Irksomeness that had no business irking irked anyway. Rose glanced at Toby to gauge his reaction.
Toby’s face became impassive. He was probably hell to compete against in a game of poker. But after a moment, he nodded politely. “Sure. The more the merrier.”
Rose’s stomach dropped an inch. Kelsey’s electric-blue eyes and bikini bod always garnered attention. Yeah, nerd girl could never compete in a hottie contest. What warm-blooded guy wouldn’t want Kelsey’s eye candy in his face?
She fixed a chipper smile on her face. “Grab some water, and let’s go. It’s getting hotter by the minute.”
Kelsey scrambled for her water bottle, and the three of them hit the trail. What had been a two-person cart now had a third wheel.
“God, a girl can really get a killer tan out here, huh?” Kelsey chattered on. “You know, I’m going to return to campus like a bronze statue.”
Toby chuckled and shook his head to himself. Rose ignored his reaction, refusing to spiral into a stream of mental “what-ifs” trying to interpret his meaning. She shouldn’t care if Toby thought someone else was pretty. She hadn’t come here to date. Toby Dixon, with his hangovers, killer baby-blues, and Bronco spoke of a kid that couldn’t grow the hell up. Howard had been right. What the hell was wrong with her?

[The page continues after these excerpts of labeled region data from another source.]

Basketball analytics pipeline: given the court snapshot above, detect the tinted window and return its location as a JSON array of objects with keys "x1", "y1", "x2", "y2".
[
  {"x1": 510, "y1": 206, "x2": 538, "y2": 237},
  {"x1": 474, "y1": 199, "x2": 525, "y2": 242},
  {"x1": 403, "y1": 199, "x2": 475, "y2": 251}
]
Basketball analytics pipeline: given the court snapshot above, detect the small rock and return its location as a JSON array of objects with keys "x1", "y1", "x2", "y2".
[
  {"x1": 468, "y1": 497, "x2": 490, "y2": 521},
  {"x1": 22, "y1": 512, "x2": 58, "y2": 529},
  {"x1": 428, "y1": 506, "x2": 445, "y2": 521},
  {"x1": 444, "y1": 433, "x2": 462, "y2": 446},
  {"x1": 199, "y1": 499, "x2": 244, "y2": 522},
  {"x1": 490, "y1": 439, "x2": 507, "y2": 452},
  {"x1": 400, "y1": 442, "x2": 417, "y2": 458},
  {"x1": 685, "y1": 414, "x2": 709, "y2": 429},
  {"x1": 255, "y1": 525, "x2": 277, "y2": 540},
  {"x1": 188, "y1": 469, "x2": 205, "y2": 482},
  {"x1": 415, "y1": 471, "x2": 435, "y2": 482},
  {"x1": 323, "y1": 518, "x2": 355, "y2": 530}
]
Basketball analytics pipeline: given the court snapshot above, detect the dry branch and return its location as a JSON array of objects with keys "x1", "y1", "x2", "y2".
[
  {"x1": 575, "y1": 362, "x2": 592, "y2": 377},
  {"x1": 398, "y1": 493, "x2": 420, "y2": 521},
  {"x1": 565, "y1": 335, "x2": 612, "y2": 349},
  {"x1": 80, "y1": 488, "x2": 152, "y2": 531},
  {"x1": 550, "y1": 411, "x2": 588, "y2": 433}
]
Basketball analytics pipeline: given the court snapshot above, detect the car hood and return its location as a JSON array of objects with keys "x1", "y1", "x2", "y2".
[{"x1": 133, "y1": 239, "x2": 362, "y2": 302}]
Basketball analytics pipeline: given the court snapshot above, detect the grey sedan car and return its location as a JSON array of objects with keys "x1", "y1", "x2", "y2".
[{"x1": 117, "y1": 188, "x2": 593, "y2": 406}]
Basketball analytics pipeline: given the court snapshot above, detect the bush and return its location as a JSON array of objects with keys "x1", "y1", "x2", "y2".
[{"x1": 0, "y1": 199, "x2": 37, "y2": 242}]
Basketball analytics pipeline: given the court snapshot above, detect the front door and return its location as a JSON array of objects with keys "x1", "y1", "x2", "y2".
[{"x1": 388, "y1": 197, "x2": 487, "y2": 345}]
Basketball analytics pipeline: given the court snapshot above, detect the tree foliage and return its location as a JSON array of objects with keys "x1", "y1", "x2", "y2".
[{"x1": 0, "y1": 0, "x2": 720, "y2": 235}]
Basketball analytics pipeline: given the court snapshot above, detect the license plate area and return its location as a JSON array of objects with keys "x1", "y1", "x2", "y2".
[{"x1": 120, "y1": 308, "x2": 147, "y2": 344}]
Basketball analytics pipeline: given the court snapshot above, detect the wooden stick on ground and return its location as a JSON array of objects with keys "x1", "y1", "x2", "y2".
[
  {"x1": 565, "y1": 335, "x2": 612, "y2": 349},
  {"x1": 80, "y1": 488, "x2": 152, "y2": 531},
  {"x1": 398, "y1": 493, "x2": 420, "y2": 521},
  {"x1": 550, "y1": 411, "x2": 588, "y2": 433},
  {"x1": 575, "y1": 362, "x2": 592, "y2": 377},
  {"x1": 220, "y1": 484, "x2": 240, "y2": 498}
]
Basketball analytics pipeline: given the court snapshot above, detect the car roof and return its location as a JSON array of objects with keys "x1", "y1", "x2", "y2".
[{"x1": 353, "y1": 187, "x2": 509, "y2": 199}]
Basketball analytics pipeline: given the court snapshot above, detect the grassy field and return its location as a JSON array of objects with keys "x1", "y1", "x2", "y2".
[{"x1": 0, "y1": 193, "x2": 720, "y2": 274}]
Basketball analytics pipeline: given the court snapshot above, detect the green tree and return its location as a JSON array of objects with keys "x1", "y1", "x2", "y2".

“You really need to put on long sleeves,” Rose cautioned.
She watched the path in front of her, leading the way down the narrow path into the canyon. Something buzzed by her ear, whizzing around all three of them.
“Ohmigod! What was that?” Kelsey panicked.
“Just a horsefly,” came Toby’s purring voice from the end of the line.
Yeah. With a great view of Kelsey’s ass. Be professional, Rosalinda, she told herself.
She took a deep, calming breath and looked out over the beautiful canyon, the layers of landscape vibrant in the sunrise. There was nothing comparable to the beauty of this land, so rugged, so wild. The iron ore patches in the rock walls were bright in the morning sunlight. The tufts of spiky sotol with their long shafts soaring up to the sky dotted the landscape, as did the yucca, their bunches of fresh white blossoms a kiss of gentleness upon this hardened, rocky landscape.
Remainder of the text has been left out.